平野さん:特に佳純は私にとってちょっと特別で。勝手に自分の夢というか、自分が達成できなかったことを託していたような部分がありました。だから「今、佳純しんどいかな」って思うときにはちょっと声をかけてみたり。技術面でも実績でも佳純の方が上ですので、少しでもストレス発散になればいいなという気持ちで…。

 

── たとえばご自身の経験からアドバイスされることもあったのでしょうか?

 

平野さん:ベテランになり勝てなくなると「卓球が古い」とか「時代は終わった」みたいな感覚でモノを言ってくる人がいるんですよ。もちろん実力社会なので、勝てなくなったらそう言われるのもわかります。だからと言ってその選手がそれまで築いてきた努力や功績の価値は変わらないですよね。そこに現役中は気づけず、苦しくなることも多いんです。私もそうでした。

 

だから佳純が同じような立場になったときに、どのような卓球人生を歩むにしても佳純の功績はなくならないと、悔いなくやりきってほしいと、そういった私の想いを話したことはありましたね。

 

── 石川さんも2023年の5月に引退されましたが、お二人はプライベートでも仲がいいそうですね。

 

平野さん:この前、山口県で一緒に トークショーに出させてもらったんですが、もうめちゃくちゃ楽しかったです。
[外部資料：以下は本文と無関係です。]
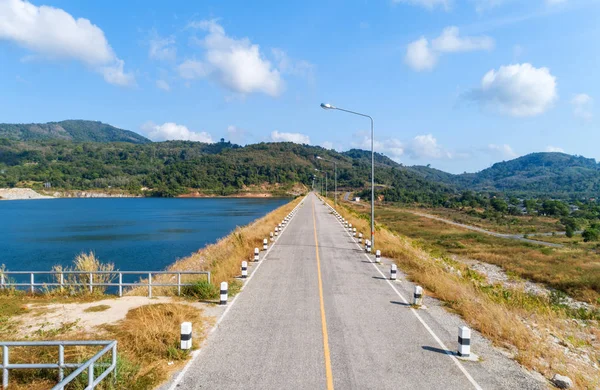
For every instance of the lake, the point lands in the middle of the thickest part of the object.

前日に集合してからご飯食べ行って、温泉にも行って。それで次の日もまたトークショー始まる前からどっちかの部屋に集合してお喋りして。振り返ったら「ずーっと喋ってたね」みたいな(笑)。

 

現役中も時々ご飯に行ったりはしていたんですけど、プライベートというよりは遠征や合宿での方が多かったかな。やっぱりそれぞれ住んでる場所もペースも違いましたからね。

 

でも今は二人とも引退したので、気を遣うことなく気軽に連絡を取り合っています。「この辺のスケジュールどう?」「忙しいから、じゃぁ、こっちの日にしようね〜」なんて言いながら気楽に。またご飯を食べに行く計画立てていますよ!

 

PROFILE 平野早矢香さん

1985年生まれ。栃木県鹿沼市出身。5歳で卓球を始め、仙台育英学園秀光中学校・仙台育英学園高等学校に進学。卒業後ミキハウスに入社、オリンピックでは2008年北京にて、団体戦4位。2012年、ロンドンでは福原愛、石川佳純両選手とともに団体戦で銀メダルを獲得。男女通じて日本卓球史上初の五輪メダリストとなった。現在は後進の指導に務めるほか、全国各地にて、講習会、講演会、解説、スポーツキャスターとして広く活動。